This Canada Day, the question arises once again: Is it possible to be truthful about our sordid past, critical of the present, and still remain hopeful for the future?
Douglass thought so. He was a relentless critic of American racism, but also a radical patriot who truly believed in American democratic ideals. So, too, did the prolific African-American writer James Baldwin, who wrote in Notes of a Native Son (1955), “I love America more than any other country in this world, and, exactly for this reason, I insist on the right to criticize her perpetually.”
But majorities don’t always see these critiques as a form of patriotism, or even as collective efforts to build a better future for us all. Here in Canada, recent research by Allison Harell, Keith Banting, Will Kymlicka and Rebecca Wallace demonstrates that majorities tend to view minority groups – immigrants, francophone Canadians and Indigenous peoples – as less committed to the country, and hence as less deserving of efforts to redistribute wealth, even when they are seen as genuinely in need and not responsible for the disadvantages they face. This conclusion speaks that which many racialized and Indigenous people already know: White (anglophone) Canadians are primed to see even the most well-founded, empirically based criticisms of Canada as un-Canadian.
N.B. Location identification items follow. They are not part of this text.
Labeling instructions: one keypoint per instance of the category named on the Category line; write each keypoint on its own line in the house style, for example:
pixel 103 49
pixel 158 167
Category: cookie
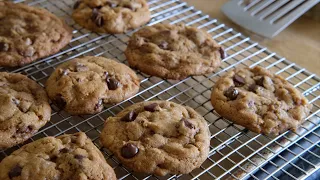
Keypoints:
pixel 24 108
pixel 67 157
pixel 259 101
pixel 29 33
pixel 83 85
pixel 111 16
pixel 158 137
pixel 173 51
Some even think these criticisms are, themselves, a threat to democratic stability. Quebec Premier François Legault, for example, has repeatedly refused to acknowledge that systemic racism exists in the province and has instead used the term “woke” as a disparaging slur. “For me, a woke is someone who wants to make us feel guilty about defending the Quebec nation, of defending its values as we did with Bill 21, of defending our jurisdictions,” he said last September, adding, “A woke is someone who sees discrimination everywhere.”
Of course, it wasn’t the “wokes” who, with the Canadian flag draped on every trailer truck, shut down the nation’s capital less than six months ago; a good reminder that “Canadian pride” hasn’t always been mobilized in the service of democratic politics.
It has been a year of political turmoil, and so perhaps the call for a more honest reflection of our nation hits a little differently now. But, as Yale historian and Douglass biographer David Blight points out, Douglass made his speech at an extraordinary moment of political turmoil: two years after the Fugitive Slave Act, on the eve of the 1852 presidential election, amid rising abolitionist sentiment and mobilization, nativist forces that had begun to coalesce in party politics, and seething tensions that had not wholly been abated by the political Compromise of 1850.
“From the round top of your ship of state,” Douglass warned, “dark and threatening clouds may be seen.” He noted that given the uncertainty of the times, some in his audience would encourage more moderation and persuasion and less passion and fury, lest he alienate those he sought to convert.
What Douglass knew then, and what remains true today, is that words left unsaid transform into deeds left undone. To paraphrase Douglass, a country that is false to the past will not only remain false to the present but will also solemnly bind itself to be false to the future.
I am not convinced, as Douglass and James Baldwin sometimes seemed to be, that the necessary critiques of and reflections about Canadian history and nationalism must come from a place of love for this country. To be blunt, not all of the searing criticisms levelled at Canada in recent years have been requests for inclusion into our country as it exists today. Instead, many critiques emerge from more radical demands that seek to unravel the status quo, unsettle what we think we know about who we are, and imagine an entirely different world. Black Lives Matter. No One is Illegal. Land Back.
Perhaps, instead, what binds us together – the critics, the patriots and the dreamers – is hope for what we might become. Douglass found hope in the thought that the U.S. was still young and impressionable in 1852. In 2022, there is, at the very least, hope that Canada is turning 155 and still, at times begrudgingly, learning.